Well, the readers of this newsletter, hopefully. But it is safe to say that “moon or Mars” is not the defining issue of the 2020 presidential election. The former vice president’s campaign declined to talk to Quartz about Biden’s space policy or share who is advising him on what to do with NASA and the nascent US Space Force.
But the next president will face key decisions that will shape not just space exploration but also American technological and economic superiority, and the topic deserves scrutiny. In an insightful May analysis, one writer called Biden a “space policy enigma,” which is true, but perhaps a better descriptor is a space policy void.
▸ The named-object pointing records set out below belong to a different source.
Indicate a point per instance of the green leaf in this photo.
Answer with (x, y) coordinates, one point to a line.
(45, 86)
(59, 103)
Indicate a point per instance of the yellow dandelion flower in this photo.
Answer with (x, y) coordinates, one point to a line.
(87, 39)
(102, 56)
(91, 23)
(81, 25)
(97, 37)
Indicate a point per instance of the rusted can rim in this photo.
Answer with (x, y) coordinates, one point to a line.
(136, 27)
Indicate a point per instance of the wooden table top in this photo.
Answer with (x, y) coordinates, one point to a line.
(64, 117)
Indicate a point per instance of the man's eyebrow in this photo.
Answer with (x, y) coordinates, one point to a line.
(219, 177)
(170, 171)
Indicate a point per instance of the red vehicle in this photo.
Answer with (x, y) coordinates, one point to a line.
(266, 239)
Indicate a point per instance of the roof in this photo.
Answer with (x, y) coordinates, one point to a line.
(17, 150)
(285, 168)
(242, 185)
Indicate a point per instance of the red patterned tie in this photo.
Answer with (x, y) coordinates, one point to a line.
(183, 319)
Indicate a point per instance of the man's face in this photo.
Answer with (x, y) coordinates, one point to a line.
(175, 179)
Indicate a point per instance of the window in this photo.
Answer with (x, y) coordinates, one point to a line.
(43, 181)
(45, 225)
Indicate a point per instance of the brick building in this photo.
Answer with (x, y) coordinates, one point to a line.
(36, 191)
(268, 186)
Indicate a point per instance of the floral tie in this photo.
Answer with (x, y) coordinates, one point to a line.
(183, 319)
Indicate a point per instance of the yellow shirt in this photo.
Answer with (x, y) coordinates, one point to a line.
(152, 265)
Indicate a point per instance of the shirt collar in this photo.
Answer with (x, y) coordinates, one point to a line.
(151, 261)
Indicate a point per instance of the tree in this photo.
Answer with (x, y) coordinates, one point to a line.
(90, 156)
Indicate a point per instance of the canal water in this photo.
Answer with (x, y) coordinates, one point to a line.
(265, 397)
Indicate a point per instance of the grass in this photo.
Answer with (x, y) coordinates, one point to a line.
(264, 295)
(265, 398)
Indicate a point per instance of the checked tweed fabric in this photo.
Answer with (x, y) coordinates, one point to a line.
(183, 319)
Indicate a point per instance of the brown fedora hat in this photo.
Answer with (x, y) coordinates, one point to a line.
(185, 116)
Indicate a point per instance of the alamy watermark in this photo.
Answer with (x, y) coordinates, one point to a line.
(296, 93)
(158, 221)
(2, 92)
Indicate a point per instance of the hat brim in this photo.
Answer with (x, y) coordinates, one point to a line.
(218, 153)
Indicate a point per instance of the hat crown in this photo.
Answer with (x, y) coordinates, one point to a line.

Biden the politician is defined by his Senate career, and most lawmakers only dig into NASA if the space agency or its contractors have facilities in their district. Biden’s home state of Delaware does not, hence his transportation interests lay more with Amtrak than SLS. There is little record of his involvement with space policy as Barack Obama’s number two, but he did play a role in wringing funding from Congress.
Since taking over, president Donald Trump’s space policy has largely adopted the Obama space agenda. The key difference has been accelerating a plan, dubbed Artemis, to return US astronauts, including the first woman, to the lunar surface, now by 2024 instead of 2028. Trump has also begun an international push for a new legal understanding of what can be done on the moon that might inspire more competition with China than consensus. Biden, a longtime foreign policy maven, has said in the past that the US should work more closely with China in space.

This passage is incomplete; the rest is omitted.